Davanti le Telecamere di ParvapoliS Fabrizio Ferracci, presidente dell'Ordine degli
Ingegneri. Oggi un convegno su Angiolo Mazzoni del Grande. Quali sono i suoi legami
con la città? «Direi profondo. Ha lasciato sue tracce in tutta la provincia.
Pensiamo alle Poste di Latina, alla Stazione, alle Poste di Sabaudia. Anche se non
dimentichiamoci che la sua opera è in tutta Italia». In occasione del 70° di Fondazione
l'Ordine ha organizzato questo convegno e una mostra in suo onore...

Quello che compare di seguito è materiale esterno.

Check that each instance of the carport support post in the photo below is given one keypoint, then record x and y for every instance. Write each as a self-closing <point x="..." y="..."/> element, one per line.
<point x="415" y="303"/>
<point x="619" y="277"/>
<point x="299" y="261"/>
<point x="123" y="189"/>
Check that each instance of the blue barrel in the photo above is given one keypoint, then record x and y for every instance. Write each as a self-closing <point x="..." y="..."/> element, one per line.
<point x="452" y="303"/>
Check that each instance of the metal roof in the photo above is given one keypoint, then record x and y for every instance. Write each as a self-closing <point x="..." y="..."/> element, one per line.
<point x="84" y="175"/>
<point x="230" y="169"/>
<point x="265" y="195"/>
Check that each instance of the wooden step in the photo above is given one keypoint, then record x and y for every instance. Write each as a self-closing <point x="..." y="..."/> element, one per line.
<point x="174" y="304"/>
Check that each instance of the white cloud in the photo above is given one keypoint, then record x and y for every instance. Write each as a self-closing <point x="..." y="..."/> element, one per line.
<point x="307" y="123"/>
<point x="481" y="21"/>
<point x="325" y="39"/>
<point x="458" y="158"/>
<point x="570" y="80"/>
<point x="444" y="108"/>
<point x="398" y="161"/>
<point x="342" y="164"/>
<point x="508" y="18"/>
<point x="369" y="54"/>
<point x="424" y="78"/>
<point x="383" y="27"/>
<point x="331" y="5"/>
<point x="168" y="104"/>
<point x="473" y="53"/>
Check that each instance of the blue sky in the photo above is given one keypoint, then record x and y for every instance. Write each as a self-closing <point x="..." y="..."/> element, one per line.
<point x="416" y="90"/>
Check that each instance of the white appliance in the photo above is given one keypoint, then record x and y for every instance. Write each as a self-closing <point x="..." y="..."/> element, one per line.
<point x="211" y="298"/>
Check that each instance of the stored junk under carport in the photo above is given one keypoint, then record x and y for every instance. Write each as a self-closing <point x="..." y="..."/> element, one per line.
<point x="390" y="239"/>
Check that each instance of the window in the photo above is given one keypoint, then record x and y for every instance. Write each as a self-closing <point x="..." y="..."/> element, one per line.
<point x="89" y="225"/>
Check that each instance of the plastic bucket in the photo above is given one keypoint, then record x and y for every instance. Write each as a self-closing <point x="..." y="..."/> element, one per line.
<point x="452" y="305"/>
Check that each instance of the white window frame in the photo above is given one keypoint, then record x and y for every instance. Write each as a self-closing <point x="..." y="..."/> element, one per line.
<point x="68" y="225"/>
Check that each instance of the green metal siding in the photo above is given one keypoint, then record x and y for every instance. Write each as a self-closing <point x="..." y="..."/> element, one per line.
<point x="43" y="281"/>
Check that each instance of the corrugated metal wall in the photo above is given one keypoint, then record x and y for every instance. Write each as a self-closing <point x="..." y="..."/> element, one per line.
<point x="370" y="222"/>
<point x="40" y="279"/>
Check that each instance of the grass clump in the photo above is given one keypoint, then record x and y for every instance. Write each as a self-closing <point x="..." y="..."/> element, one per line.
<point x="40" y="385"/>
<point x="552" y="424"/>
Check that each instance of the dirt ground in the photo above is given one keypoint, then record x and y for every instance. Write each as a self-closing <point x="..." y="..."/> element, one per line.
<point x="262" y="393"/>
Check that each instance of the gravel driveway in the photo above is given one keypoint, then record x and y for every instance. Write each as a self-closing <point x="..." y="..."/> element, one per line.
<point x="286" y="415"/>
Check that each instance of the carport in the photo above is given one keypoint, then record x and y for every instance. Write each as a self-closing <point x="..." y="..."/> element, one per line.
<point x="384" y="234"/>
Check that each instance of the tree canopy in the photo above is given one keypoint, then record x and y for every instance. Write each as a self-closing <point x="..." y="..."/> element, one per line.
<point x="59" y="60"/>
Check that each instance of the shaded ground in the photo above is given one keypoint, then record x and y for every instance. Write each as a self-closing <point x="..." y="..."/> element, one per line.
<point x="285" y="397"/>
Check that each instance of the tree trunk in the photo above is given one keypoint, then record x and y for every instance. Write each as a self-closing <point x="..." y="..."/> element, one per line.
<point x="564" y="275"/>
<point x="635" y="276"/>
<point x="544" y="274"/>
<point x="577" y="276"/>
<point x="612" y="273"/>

«È un primo passo per una consapevolezza della nostra storia. Questa mostra soprattutto
è fatta per i giovani, per gli studenti per dare loro un senso di "identità". Per farli
entrare nello spirito di quell'epoca». Antonio Pennacchi, proprio su ParvapoliS, ha
anticipato alcuni brani del suo intervento che uscirà su "Limes". Mazzoni sarebbe tutto
tranne che un futurista... «Nelle linee pure e negli slanci troviamo una chiara ispirazione
futurista. E va ricordato che ai
tempi del Manifesto del Futurismo Mazzoni aveva già cominciato la sua attività
professionale. Poi ci sono state delle evoluzioni storiche. Ma lui ha sempre condiviso
la filosofia e il pensiero. Portà però chiaramente dentro di sé altri elementi.

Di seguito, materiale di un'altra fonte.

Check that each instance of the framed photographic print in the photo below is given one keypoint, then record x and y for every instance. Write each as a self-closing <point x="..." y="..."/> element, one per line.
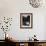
<point x="26" y="20"/>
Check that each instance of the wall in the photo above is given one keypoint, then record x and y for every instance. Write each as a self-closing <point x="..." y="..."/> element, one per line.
<point x="13" y="8"/>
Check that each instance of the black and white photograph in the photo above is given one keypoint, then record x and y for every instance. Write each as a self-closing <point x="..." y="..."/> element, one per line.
<point x="26" y="20"/>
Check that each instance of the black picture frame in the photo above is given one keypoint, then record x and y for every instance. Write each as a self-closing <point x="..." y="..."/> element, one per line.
<point x="26" y="20"/>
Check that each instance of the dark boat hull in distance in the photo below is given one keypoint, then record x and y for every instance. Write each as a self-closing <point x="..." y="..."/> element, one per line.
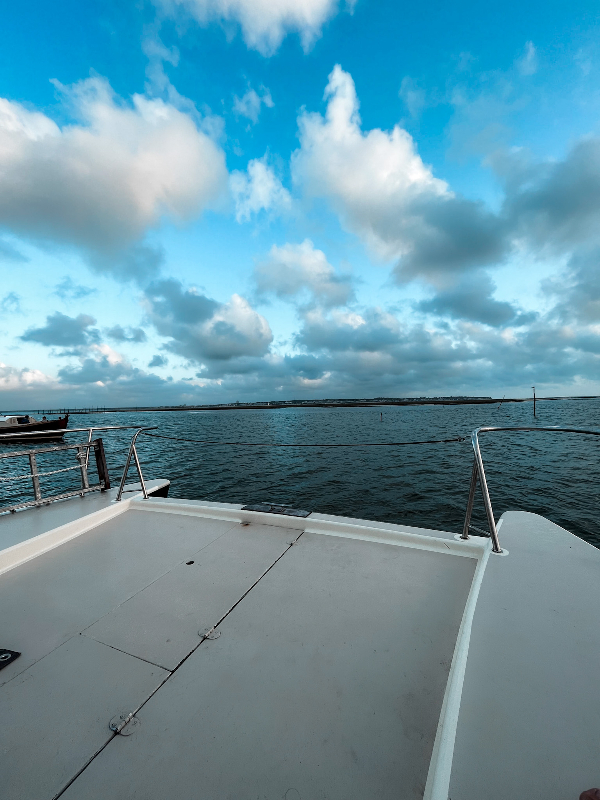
<point x="35" y="429"/>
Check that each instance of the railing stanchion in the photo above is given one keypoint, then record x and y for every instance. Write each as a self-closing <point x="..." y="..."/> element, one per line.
<point x="133" y="452"/>
<point x="486" y="495"/>
<point x="139" y="469"/>
<point x="81" y="457"/>
<point x="470" y="501"/>
<point x="37" y="493"/>
<point x="124" y="475"/>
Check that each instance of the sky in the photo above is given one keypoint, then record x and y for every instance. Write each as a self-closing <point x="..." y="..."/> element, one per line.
<point x="235" y="200"/>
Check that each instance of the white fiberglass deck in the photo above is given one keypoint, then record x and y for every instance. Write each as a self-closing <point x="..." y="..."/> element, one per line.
<point x="346" y="660"/>
<point x="327" y="678"/>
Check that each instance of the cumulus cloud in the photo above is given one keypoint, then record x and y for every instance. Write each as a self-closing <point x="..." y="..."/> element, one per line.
<point x="102" y="182"/>
<point x="67" y="289"/>
<point x="61" y="330"/>
<point x="202" y="330"/>
<point x="23" y="380"/>
<point x="472" y="300"/>
<point x="264" y="23"/>
<point x="382" y="190"/>
<point x="129" y="334"/>
<point x="553" y="205"/>
<point x="158" y="361"/>
<point x="249" y="105"/>
<point x="300" y="270"/>
<point x="100" y="364"/>
<point x="258" y="189"/>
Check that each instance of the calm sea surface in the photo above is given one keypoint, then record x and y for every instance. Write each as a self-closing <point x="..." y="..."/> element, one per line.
<point x="556" y="475"/>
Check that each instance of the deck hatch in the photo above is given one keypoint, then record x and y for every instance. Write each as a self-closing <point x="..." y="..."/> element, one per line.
<point x="271" y="508"/>
<point x="7" y="657"/>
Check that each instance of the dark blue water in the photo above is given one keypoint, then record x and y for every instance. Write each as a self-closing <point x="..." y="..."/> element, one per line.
<point x="556" y="475"/>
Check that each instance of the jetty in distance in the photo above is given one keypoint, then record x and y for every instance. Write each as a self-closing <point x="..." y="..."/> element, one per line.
<point x="327" y="403"/>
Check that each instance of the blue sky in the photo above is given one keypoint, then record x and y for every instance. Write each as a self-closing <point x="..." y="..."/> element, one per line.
<point x="217" y="200"/>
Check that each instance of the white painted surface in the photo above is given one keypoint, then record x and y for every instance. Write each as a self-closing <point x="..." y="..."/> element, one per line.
<point x="54" y="717"/>
<point x="33" y="531"/>
<point x="161" y="623"/>
<point x="326" y="681"/>
<point x="60" y="593"/>
<point x="529" y="719"/>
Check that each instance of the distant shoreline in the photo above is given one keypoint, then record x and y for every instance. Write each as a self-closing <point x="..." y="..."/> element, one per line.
<point x="339" y="403"/>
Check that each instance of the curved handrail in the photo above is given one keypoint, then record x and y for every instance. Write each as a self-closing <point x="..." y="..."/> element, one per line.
<point x="133" y="452"/>
<point x="478" y="474"/>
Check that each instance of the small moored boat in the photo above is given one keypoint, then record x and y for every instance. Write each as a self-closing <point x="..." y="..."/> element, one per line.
<point x="13" y="424"/>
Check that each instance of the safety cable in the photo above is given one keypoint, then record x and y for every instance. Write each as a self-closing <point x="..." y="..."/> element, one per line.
<point x="270" y="444"/>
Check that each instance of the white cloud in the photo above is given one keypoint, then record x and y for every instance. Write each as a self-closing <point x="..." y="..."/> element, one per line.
<point x="258" y="189"/>
<point x="249" y="105"/>
<point x="295" y="269"/>
<point x="264" y="23"/>
<point x="371" y="178"/>
<point x="102" y="182"/>
<point x="13" y="379"/>
<point x="200" y="329"/>
<point x="382" y="191"/>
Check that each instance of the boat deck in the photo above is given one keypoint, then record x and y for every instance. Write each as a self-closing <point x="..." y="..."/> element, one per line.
<point x="264" y="656"/>
<point x="326" y="679"/>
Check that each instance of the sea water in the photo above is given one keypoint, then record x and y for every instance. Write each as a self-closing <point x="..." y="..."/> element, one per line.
<point x="555" y="475"/>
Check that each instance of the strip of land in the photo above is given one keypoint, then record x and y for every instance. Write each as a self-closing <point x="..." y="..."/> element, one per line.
<point x="334" y="403"/>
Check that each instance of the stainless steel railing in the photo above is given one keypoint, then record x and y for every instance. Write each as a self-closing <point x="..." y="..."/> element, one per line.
<point x="82" y="452"/>
<point x="133" y="454"/>
<point x="478" y="475"/>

Con molta accuratezza cerca la forma generale e poi ama approfondire il particolare.
Pennacchi ha ragione. Ha usato altri materiali. Ma ha coniugato la sua esperienza
professionale con l'idea a cui aderì». Il vero futurismo fu quello antecedente al 1918.
Sempre secondo Pennacchi quello che voi in qualche modo celebrate è un tardo futurismo
che futurismo quasi quasi non è nemmeno più. Nel 1932 il Futurismo è quello dell'Accademia
Italiana e il futurismo è in opposizione a tutto ciò che è accademico...
«Mazzoni ha aderito al Manifesto, che tra l'altro si può vedere nella nostra mostra.
Io ripeto che la sua adesione fu convinta. E ripeto che è altrettanto vero che portò
altri elementi che aveva attinto dalle sue esperienze precedenti. Io lo vedo come
un arricchimento della propria poetica».